Given a subset $A \subset \mathbb{R}$ with the length of an open interval $\mu_L(I_k) = b_k -a_k : I \doteq [a_k,b_k]$
The lebesgue measure is defined as $$ \lambda^{\ast} (A) \doteq \inf \Big\{ \sum_{j \geq 1} \mu_L(I_j) : A \subset \bigcup_{j \geq 1} I_j \Big\} $$
Why is it not defined simply as $$ \lambda^{\ast} (A) \doteq \sum_{j \in J} \mu_L(I_j) : J \rightarrow A = \bigcup_{j \in J} I_j $$
Why is it necessary to have the infimum and why is it necessary for it to be a set? I'm still a little unclear as to why we need to take the infimum
The intuition for Lebesgue measure is geometric. Given a reasonable set $X\subset\mathbb{R}^n$, how would you approximate its volume? One way is to approximate its volume from the outside as a sum of volumes of cubes. This is the concept of outer measure.

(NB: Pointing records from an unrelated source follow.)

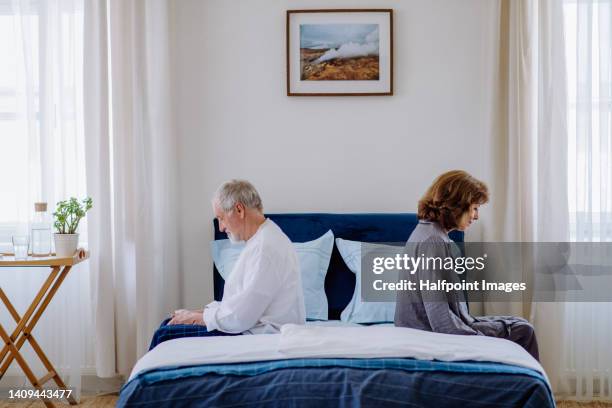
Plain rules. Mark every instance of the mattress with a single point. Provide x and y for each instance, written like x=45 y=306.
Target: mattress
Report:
x=331 y=364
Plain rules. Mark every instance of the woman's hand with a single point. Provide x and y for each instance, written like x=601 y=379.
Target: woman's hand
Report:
x=183 y=316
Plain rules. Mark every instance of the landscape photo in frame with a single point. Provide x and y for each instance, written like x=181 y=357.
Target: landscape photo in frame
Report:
x=339 y=52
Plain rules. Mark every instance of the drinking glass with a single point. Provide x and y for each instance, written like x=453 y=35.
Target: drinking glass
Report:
x=20 y=247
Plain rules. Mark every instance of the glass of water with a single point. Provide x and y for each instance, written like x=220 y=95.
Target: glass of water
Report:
x=20 y=247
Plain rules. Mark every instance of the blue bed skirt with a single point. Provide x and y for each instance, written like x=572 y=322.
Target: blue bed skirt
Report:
x=339 y=383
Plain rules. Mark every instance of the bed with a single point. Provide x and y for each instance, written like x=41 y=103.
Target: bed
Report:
x=333 y=363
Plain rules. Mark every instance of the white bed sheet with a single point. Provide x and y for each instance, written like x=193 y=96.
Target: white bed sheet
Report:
x=335 y=340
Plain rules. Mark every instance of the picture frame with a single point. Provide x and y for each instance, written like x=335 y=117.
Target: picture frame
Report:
x=339 y=52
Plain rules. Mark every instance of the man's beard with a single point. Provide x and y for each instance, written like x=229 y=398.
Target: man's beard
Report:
x=233 y=238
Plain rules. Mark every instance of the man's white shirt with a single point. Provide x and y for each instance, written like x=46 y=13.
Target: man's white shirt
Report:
x=264 y=290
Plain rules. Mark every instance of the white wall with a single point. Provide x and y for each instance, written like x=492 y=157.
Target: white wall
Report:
x=334 y=154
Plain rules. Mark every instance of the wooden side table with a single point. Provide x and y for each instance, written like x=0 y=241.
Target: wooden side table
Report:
x=26 y=323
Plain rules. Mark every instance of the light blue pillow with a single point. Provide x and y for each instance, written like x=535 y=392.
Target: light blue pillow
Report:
x=358 y=311
x=313 y=257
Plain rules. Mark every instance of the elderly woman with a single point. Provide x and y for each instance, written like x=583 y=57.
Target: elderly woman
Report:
x=451 y=203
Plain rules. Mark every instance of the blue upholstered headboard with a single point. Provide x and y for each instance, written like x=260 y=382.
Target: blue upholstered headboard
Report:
x=340 y=281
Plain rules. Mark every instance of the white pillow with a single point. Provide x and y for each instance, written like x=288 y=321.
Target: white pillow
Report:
x=358 y=311
x=313 y=257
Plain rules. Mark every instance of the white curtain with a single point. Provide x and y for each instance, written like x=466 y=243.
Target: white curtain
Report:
x=587 y=360
x=42 y=159
x=132 y=175
x=529 y=149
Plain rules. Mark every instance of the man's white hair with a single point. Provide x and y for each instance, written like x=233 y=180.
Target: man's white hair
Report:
x=237 y=191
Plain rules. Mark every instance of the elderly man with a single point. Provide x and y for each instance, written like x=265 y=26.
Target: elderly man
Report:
x=264 y=290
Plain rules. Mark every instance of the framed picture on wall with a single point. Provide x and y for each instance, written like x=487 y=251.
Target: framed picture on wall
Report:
x=339 y=52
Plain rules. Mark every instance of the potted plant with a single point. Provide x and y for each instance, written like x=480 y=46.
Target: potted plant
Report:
x=67 y=217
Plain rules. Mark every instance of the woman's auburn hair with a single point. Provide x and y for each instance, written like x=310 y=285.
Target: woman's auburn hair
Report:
x=450 y=196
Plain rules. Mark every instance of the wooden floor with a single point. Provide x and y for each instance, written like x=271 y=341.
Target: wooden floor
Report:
x=110 y=400
x=100 y=401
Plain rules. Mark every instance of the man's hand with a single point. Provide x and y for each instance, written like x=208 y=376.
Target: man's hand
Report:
x=183 y=316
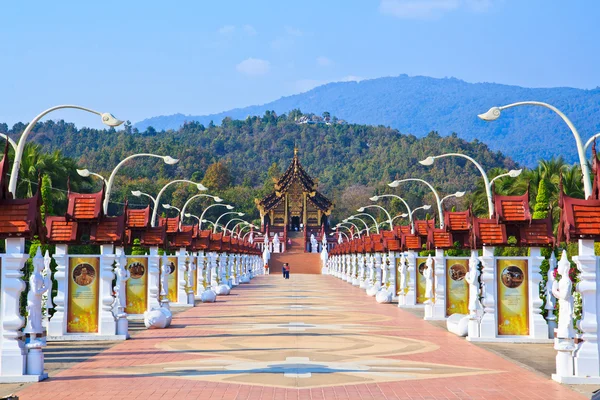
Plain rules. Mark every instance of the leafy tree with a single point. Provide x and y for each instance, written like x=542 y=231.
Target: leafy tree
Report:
x=217 y=177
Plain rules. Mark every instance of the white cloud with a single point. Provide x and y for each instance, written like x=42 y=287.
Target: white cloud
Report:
x=290 y=30
x=253 y=67
x=226 y=30
x=428 y=9
x=249 y=30
x=323 y=61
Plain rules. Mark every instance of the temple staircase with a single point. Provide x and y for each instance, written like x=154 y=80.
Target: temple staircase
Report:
x=300 y=262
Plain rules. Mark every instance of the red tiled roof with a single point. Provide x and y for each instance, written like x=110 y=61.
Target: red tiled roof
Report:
x=139 y=218
x=512 y=208
x=85 y=206
x=539 y=233
x=411 y=242
x=457 y=220
x=154 y=236
x=579 y=219
x=109 y=230
x=489 y=232
x=61 y=231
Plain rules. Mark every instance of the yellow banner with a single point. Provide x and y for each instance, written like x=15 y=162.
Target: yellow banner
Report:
x=173 y=276
x=420 y=286
x=457 y=288
x=513 y=297
x=137 y=285
x=83 y=277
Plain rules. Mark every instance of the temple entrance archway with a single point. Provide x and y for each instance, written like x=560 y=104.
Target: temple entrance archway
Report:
x=295 y=223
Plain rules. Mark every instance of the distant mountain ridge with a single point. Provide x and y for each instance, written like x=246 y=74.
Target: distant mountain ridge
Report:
x=418 y=105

Say in $\mathbb{R}^2$, to get the area of a disc one might first approximate its area by a square containing the disc. But this is clearly not a good approximation. So let's try chopping this square into 16 squares, 4 rows of 4 squares each, and look at just the squares that intersect the disc. The sum of the areas of these squares (which is well defined, by the way, since we know how to get area of squares) is a better approximation to the area of the circle than our first approximation. But even this is still not a great approximation, so we just keep chopping our rectangles finer and finer. Each approximation is smaller than the last, and is a better approximation to the area of the disc. This explains why we would take the infimum.
In $\mathbb{R}^1$, the intuition is the same, except the sets we are trying to measure are one-dimensional and the "rectangles" become "intervals." We know how to get lengths of intervals, so to get "lengths" of measurable sets we approximate them from the outside as sums of lengths of intervals whose union covers the set.